You could take the view that the first Thanksgiving was also the moment when America - and the future United States of America - witnessed the very first food pantry in operation.
The Pilgrims were facing "food insecurity" to a degree that they were actually staring at outright hunger. Then along came some of the local Native Americans with a kind offer of assistance in the form of actual food.
The Pilgrims survived that Massachusetts winter. The future state, however, would witness food insecurity and outright hunger on the part of some of its citizens as a fixed part of the geopolitical landscape. The other forty nine states would face the same reality.
In the nineteenth century Native Americans would face hunger too. There were many trails of tears, while on the Great Plains an array of tribes would face outright starvation after the mass slaughter of the once immense herds of buffalo.
What the potato was to re-famine Ireland the buffalo was to those Plains tribes. The near eradication of the American Bison suited the government in Washington as it didn't want free roaming warriors hunting buffalo as they pleased.
Better to have the tribes on reservations and dependent on government supplied food. This was food stamps in an early form. Suffice it to say the tribes were better tolerated in this set of circumstances. But, in the main, official Washington, on a good day, viewed them as an inconvenience.
In recent days the spectacle of untold numbers of Americans lining up for food during the government shutdown would be a familiar sight to those tribes of yore.

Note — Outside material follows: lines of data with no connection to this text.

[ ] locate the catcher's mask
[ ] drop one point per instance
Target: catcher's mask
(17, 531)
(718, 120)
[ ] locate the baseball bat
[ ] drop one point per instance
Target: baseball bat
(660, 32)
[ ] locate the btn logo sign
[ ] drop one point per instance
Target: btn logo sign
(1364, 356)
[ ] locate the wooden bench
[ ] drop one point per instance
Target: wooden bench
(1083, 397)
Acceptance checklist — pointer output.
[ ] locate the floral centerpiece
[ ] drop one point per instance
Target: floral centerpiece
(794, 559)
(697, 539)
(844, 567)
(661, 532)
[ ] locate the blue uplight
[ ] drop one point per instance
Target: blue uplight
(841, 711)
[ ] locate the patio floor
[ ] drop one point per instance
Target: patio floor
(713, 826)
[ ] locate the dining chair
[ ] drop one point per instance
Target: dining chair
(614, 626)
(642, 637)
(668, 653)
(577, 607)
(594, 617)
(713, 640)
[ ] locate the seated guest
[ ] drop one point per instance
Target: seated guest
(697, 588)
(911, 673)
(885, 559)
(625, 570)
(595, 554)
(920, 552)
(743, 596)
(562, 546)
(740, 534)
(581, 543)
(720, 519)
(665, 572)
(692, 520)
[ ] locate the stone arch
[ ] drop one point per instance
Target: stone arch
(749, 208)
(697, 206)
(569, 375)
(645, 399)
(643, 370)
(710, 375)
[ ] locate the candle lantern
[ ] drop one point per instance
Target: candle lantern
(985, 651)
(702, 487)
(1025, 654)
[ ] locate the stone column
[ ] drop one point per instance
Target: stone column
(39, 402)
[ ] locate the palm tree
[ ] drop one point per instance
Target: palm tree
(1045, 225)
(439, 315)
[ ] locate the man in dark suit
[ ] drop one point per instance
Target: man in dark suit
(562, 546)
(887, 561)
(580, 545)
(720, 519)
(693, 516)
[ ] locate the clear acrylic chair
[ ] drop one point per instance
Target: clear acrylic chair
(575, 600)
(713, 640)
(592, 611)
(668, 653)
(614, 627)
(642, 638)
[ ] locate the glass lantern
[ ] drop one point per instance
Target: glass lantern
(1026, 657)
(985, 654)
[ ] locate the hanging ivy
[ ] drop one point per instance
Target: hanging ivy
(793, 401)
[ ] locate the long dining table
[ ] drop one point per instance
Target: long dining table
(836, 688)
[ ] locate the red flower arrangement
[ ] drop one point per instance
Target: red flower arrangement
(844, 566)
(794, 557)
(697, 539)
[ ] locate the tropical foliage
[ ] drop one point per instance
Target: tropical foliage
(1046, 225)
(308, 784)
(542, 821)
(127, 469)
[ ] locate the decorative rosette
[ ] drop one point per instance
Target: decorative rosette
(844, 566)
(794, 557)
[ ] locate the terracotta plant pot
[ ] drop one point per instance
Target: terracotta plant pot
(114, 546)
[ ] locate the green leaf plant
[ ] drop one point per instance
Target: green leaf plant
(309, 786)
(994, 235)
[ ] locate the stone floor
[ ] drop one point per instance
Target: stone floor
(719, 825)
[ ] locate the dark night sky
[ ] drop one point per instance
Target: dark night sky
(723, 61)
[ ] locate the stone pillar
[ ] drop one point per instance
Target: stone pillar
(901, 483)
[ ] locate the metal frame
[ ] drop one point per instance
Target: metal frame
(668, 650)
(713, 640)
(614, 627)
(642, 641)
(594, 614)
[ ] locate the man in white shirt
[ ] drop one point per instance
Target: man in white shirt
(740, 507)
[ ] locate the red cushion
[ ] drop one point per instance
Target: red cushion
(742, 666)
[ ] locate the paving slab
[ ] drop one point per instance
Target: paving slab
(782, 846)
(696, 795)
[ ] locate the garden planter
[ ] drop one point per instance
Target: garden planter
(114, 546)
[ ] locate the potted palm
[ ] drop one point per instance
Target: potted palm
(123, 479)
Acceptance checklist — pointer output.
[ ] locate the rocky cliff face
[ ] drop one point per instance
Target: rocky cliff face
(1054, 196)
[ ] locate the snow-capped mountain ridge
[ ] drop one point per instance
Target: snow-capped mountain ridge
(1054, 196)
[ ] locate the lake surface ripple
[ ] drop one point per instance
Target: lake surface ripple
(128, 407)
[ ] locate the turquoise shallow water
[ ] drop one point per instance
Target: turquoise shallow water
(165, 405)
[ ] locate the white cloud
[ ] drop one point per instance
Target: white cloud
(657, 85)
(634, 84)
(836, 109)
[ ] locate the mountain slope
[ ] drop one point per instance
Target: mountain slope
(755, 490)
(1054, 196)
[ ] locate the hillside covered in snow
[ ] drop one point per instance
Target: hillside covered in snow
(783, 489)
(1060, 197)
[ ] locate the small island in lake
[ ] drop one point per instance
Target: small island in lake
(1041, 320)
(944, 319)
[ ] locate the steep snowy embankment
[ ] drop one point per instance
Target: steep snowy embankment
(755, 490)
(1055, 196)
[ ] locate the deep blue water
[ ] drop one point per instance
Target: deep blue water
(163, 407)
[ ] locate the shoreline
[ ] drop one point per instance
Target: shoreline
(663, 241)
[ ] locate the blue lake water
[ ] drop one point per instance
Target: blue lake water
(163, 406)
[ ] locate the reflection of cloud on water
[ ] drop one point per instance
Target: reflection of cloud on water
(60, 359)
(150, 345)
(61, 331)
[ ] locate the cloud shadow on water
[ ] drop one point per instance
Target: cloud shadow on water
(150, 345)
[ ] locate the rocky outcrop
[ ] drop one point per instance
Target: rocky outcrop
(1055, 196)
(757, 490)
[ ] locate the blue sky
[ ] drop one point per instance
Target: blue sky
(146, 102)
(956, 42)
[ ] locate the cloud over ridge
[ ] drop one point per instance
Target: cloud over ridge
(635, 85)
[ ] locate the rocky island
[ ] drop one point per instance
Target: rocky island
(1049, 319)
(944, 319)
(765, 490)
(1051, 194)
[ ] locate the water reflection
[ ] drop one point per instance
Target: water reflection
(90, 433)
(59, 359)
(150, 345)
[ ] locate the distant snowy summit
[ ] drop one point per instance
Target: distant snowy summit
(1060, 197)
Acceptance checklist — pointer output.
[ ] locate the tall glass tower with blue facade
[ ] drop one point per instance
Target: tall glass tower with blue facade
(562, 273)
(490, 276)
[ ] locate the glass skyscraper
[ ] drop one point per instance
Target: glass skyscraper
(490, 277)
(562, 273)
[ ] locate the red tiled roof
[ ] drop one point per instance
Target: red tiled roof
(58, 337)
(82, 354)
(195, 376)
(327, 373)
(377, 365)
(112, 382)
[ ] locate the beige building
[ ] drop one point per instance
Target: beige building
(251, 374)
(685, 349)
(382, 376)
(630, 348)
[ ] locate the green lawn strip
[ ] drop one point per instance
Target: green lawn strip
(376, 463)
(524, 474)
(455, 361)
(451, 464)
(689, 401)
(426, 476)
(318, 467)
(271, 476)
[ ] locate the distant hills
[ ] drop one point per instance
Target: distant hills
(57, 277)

Various states attempted to feed those dependent on the Supplemental Nutrition Assistance Program or SNAP. But Washington intervened and instructed the states distributing food to "immediately undo" this or be responsible for the "consequences."
With Thanksgiving just days away, and in the Year of Our Lord 2025, there are "consequences" in America for those trying to feed the hungry.
The Pilgrims would be doubtless astonished. So too would their indigenous neighbors, who did the right thing in a moment of peril for their fellow human beings.
Many will have been surprised to learn in recent days that one in eight Americans depends to one degree or another on SNAP, or to give it the older term, food stamps. And they do so all year round. You might think that succeeding governments would have somehow contrived to bring this level of dependance down over time. Yes, you might think.
You might also get to thinking that governments would contrive to stay open and functioning, especially after almost 250 years of trial and error. Yes, you might think.
But it's hard not to think that the people in all those food lines, viewed through a lens reaching back to high government in the nation's capital, came across as somehow being an inconvenience; a blot on a tableau of proclaimed perfection.
Nevertheless we push forward, ever hopeful that the better angels of our nature prevail in the face of danger to our fellows. Just as they did on that long ago first Thanksgiving.